Their solution is to leverage
the echoed TCP timestamp option in a way similar to the way classic
syncookies leverage the echoing of the SYN-ACK sequence number in the
subsequent ACK. The timestamp option was introduced with RFC 1323 and
is widely deployed on modern Linux, Windows, and FreeBSD (including OS
X) systems. Its main purpose is to be able to increase the frequency of round
trip time measurements in the presence of large congestion control
windows.
Using the timestamp to preserve the window scale and SACK option
values requires modifying the timestamp of the SYN-ACK packet to
include the state necessary to support them. During a normal handshake the
client will echo the modified
timestamp value of the SYN-ACK packet back to the server as part of
the timestamp option on the third part of the handshake and thus
propagate the SACK and window scale information without keeping any
state on the server.
In order to make room in the timestamp for this new information the
least significant 9 bits of the timestamp are shaved off. The encoded
representation of the window scale and SACK options are then
transferred back and forth at the minor cost of reduced granularity of
TCP timestamps during the handshake exchange. Timestamps lose their
least significant 512 jiffies with this approach.
Below are two different TCP handshakes completed with syncookies and
the timestamp patch. Note that the lowest bits of the SYN-ACK
timestamp are the same in each handshake even at different points in
time because each handshake uses the same SACK and window scaling
options. As a result the timestamp values in
each SYN-ACK are different but the lower nine bits share the same 0x166
value.
13:51:04.582464 IP 127.0.0.1.57985 > 127.0.0.1.4050: S 1061746051:1061746051(0)
win 32792 <mss 16396,sackOK,timestamp 0xfffea013 0,nop,wscale 6>
13:51:04.582478 IP 127.0.0.1.4050 > 127.0.0.1.57985: S 2800702917:2800702917(0)
ack 1061746052 win 32768 <mss 16396,sackOK,timestamp 0xfffe9f66 0xfffea013,nop,wscale 6>
13:51:04.582480 IP 127.0.0.1.57985 > 127.0.0.1.4050: .
ack 1 win 513 <nop,nop,timestamp 0xfffea013 0xfffe9466>
13:59:19.047306 IP 127.0.0.1.45979 > 127.0.0.1.4050: S 218483035:218483035(0)
win 32792 <mss 16396,sackOK,timestamp 0x0001bed4 0,nop,wscale 6>
13:59:19.047320 IP 127.0.0.1.4050 > 127.0.0.1.45979: S 1141094138:1141094138(0)
ack 218483036 win 32768 <mss 16396,sackOK,timestamp 0x0001bd66 0x0001bed4,nop,wscale 6>
13:59:19.047322 IP 127.0.0.1.45979 > 127.0.0.1.4050: .

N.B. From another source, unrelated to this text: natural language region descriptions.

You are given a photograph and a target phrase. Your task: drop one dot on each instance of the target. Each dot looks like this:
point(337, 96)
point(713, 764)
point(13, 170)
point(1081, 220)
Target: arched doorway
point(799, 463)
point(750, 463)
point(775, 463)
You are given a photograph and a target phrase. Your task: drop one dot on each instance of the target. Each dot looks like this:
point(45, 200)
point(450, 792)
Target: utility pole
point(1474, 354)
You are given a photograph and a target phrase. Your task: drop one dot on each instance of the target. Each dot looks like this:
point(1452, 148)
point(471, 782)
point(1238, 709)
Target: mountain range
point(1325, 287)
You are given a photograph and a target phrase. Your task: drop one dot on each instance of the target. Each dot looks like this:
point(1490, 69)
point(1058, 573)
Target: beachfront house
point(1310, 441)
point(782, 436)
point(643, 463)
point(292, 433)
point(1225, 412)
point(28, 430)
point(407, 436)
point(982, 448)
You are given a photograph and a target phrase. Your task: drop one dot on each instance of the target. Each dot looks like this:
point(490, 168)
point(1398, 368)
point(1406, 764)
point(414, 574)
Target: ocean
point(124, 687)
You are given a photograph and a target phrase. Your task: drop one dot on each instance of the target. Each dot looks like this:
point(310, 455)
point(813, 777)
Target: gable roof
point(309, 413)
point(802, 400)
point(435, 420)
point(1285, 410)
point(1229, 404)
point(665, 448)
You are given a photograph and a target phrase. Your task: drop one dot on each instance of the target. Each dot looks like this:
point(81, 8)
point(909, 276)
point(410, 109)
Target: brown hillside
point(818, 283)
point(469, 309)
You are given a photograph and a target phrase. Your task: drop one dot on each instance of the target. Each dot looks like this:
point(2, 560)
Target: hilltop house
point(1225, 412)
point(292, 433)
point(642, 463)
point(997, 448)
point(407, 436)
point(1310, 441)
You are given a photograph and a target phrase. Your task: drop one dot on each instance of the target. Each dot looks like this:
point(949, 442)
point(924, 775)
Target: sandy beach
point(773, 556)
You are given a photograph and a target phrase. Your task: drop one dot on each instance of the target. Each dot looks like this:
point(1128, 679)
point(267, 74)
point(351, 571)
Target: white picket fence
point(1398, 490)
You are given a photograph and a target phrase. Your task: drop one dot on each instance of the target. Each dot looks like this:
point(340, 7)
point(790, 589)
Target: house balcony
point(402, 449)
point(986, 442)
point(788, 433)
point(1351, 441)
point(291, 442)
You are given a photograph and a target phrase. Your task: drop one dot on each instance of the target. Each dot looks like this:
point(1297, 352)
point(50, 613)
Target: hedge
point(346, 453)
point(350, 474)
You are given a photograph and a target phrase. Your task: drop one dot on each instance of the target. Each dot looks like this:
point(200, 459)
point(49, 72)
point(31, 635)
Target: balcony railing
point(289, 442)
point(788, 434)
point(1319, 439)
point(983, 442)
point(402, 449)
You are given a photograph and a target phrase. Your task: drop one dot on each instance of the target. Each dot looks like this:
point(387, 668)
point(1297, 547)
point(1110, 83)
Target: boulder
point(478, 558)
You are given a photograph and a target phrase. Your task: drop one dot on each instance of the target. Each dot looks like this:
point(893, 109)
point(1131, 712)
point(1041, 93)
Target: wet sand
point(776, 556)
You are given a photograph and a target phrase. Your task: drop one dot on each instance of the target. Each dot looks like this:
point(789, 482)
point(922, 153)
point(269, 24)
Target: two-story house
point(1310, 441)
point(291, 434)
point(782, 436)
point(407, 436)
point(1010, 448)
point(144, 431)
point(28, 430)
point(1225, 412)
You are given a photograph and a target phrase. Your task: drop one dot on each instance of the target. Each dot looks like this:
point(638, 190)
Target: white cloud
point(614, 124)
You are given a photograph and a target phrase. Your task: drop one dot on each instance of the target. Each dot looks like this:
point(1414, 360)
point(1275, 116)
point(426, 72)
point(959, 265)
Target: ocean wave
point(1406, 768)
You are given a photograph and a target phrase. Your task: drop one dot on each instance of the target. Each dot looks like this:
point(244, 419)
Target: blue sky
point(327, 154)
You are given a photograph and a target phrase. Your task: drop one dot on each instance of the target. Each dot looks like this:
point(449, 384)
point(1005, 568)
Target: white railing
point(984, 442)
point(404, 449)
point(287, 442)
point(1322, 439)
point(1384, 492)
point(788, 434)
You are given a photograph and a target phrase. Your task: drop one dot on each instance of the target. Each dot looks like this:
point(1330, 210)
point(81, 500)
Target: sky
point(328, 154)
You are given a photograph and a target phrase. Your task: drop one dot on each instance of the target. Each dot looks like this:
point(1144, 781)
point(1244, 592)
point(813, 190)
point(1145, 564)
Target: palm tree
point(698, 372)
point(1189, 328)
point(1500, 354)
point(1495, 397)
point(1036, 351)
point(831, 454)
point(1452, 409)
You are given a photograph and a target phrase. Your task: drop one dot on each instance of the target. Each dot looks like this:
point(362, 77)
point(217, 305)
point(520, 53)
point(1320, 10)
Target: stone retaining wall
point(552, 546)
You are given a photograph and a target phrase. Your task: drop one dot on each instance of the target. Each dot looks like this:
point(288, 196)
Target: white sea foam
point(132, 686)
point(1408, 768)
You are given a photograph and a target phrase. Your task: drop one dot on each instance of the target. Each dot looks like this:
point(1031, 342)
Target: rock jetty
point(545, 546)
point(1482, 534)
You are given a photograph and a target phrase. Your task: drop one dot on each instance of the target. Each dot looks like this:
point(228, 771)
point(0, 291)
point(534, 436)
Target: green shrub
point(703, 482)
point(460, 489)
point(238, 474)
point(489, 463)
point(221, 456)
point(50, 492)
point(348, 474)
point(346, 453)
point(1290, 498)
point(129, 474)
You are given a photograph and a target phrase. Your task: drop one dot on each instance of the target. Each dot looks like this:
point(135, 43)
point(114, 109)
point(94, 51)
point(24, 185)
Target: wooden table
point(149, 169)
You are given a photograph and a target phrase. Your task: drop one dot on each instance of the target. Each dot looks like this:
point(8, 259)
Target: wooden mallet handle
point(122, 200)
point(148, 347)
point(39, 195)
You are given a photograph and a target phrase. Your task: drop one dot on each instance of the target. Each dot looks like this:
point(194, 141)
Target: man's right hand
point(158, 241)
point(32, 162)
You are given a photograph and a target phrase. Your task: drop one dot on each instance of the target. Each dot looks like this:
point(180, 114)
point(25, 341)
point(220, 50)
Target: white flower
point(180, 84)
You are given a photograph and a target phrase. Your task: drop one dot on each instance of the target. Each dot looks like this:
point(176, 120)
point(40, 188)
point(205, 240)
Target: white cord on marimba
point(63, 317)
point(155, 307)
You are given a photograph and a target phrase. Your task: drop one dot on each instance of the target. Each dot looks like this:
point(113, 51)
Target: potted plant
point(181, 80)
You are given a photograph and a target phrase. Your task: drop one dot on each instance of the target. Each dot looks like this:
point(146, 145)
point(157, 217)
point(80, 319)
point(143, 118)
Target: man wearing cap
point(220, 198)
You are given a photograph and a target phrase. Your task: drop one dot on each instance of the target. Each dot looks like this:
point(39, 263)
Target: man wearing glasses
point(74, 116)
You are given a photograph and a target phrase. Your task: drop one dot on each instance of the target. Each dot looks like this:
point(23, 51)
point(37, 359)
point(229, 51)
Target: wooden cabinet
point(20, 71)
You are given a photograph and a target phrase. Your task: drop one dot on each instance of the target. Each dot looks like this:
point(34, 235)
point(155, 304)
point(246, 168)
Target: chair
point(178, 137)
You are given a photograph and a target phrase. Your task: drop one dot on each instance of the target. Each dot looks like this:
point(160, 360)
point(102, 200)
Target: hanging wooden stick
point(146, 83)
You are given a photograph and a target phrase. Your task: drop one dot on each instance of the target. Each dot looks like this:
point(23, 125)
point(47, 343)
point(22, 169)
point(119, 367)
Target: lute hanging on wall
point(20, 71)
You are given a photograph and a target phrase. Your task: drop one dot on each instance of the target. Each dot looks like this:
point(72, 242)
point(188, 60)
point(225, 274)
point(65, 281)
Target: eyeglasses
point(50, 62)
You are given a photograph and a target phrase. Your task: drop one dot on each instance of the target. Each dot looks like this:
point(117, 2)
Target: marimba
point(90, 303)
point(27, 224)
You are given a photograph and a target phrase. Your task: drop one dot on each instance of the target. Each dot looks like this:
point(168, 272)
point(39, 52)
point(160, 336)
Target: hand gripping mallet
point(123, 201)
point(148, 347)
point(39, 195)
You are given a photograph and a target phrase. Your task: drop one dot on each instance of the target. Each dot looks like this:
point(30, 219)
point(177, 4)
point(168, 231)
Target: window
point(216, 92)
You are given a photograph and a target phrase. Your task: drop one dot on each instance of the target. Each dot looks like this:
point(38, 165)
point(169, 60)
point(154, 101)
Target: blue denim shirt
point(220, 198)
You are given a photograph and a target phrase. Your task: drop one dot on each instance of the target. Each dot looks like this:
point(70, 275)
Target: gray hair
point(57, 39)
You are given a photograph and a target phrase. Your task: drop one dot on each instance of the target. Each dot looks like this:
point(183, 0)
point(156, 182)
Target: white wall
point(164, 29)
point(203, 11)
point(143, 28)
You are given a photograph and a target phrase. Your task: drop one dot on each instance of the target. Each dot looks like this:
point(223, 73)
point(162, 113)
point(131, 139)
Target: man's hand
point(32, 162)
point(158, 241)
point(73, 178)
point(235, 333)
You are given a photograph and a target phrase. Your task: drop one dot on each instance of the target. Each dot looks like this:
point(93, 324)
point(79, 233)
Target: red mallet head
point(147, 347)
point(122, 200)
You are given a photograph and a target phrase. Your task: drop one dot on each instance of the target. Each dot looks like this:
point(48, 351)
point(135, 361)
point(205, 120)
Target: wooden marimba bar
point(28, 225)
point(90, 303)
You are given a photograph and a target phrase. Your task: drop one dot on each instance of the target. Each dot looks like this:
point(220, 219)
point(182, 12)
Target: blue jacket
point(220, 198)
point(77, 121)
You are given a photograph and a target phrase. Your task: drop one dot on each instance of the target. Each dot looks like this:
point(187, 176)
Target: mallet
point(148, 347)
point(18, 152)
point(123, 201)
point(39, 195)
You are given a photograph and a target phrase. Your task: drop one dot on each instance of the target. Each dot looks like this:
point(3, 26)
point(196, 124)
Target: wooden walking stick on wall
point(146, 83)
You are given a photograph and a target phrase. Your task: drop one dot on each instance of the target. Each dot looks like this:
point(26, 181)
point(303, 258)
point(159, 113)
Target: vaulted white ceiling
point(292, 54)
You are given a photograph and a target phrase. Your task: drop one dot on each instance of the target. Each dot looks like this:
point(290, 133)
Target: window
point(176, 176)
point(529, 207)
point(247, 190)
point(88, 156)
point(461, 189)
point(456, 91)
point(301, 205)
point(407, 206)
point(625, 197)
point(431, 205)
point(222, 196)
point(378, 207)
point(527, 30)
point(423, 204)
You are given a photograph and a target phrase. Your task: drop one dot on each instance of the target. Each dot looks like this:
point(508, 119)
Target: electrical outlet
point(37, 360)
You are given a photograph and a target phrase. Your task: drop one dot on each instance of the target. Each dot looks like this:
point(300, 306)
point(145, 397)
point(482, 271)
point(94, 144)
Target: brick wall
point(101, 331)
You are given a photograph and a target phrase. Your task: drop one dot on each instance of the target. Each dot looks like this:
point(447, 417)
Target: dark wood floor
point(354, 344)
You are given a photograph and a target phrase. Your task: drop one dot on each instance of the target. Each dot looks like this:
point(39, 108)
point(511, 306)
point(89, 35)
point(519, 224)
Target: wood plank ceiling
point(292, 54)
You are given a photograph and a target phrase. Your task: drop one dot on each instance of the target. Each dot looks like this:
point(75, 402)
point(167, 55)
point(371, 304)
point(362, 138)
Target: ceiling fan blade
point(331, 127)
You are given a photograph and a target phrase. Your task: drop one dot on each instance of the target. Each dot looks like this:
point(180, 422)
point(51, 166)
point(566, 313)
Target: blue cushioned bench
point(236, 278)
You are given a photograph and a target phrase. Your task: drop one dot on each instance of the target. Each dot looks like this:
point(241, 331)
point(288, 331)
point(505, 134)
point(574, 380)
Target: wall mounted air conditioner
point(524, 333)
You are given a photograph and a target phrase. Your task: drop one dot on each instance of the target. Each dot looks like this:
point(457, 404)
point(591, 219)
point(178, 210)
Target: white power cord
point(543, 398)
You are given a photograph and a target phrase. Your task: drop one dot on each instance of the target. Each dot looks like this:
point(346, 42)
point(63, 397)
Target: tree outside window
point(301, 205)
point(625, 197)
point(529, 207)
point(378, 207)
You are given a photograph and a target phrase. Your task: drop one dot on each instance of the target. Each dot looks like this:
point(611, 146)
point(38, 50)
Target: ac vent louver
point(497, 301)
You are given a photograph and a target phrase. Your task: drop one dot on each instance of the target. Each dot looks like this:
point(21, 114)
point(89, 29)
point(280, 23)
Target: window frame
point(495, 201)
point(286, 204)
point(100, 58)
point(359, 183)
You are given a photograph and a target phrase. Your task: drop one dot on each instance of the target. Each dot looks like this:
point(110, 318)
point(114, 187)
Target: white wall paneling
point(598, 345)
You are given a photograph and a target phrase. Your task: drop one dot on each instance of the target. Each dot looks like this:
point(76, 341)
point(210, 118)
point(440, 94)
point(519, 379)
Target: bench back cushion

ack 1 win 513 <nop,nop,timestamp 0x0001bed4 0x0001bd66>
While there is no guarantee that the timestamp option will be
supported by every TCP peer, timestamps are widely deployed on the most
common operating systems. Additionally, because timestamps, window
scaling, and selective acknowledgments are all features related to
high latency and bandwidth networks it would be unlikely to find an
implementation that supported only a subset of these options.
One shortcoming of the scheme is that it is not general enough to be
future-proof as new handshake based options may continue to be
deployed. At this time the MSS, SACK, window scaling, and timestamp
options are the only handshake options seen with any regularity other
than the NOP option which is just used for packet alignment. However,
the whole point of an extensible option scheme is to leave room for
future improvements. The IANA registry that records option values was
last updated in February 2007 to reserve option code 27 for use with
Experimental RFC 4782 "Quick Start for TCP and IP". Only time will
tell if that particular option will be the next challenge to the
syncookie scheme or if something else will rise first.
The timestamp patch has only been posted very recently, and there has
been little discussion of it beyond the developers who worked directly
on it. It is not clear whether or not it will be accepted right
away into the mainline, but it certainly seems to address a well known
core problem with the syncookie at a minor cost.
With the updates for IPv6 and modern TCP option schemes syncookies
appear primed to keep providing sweet relief in their somewhat
esoteric networking security niche. Perhaps they will keep chugging
away for another 10 years without having to be re-baked.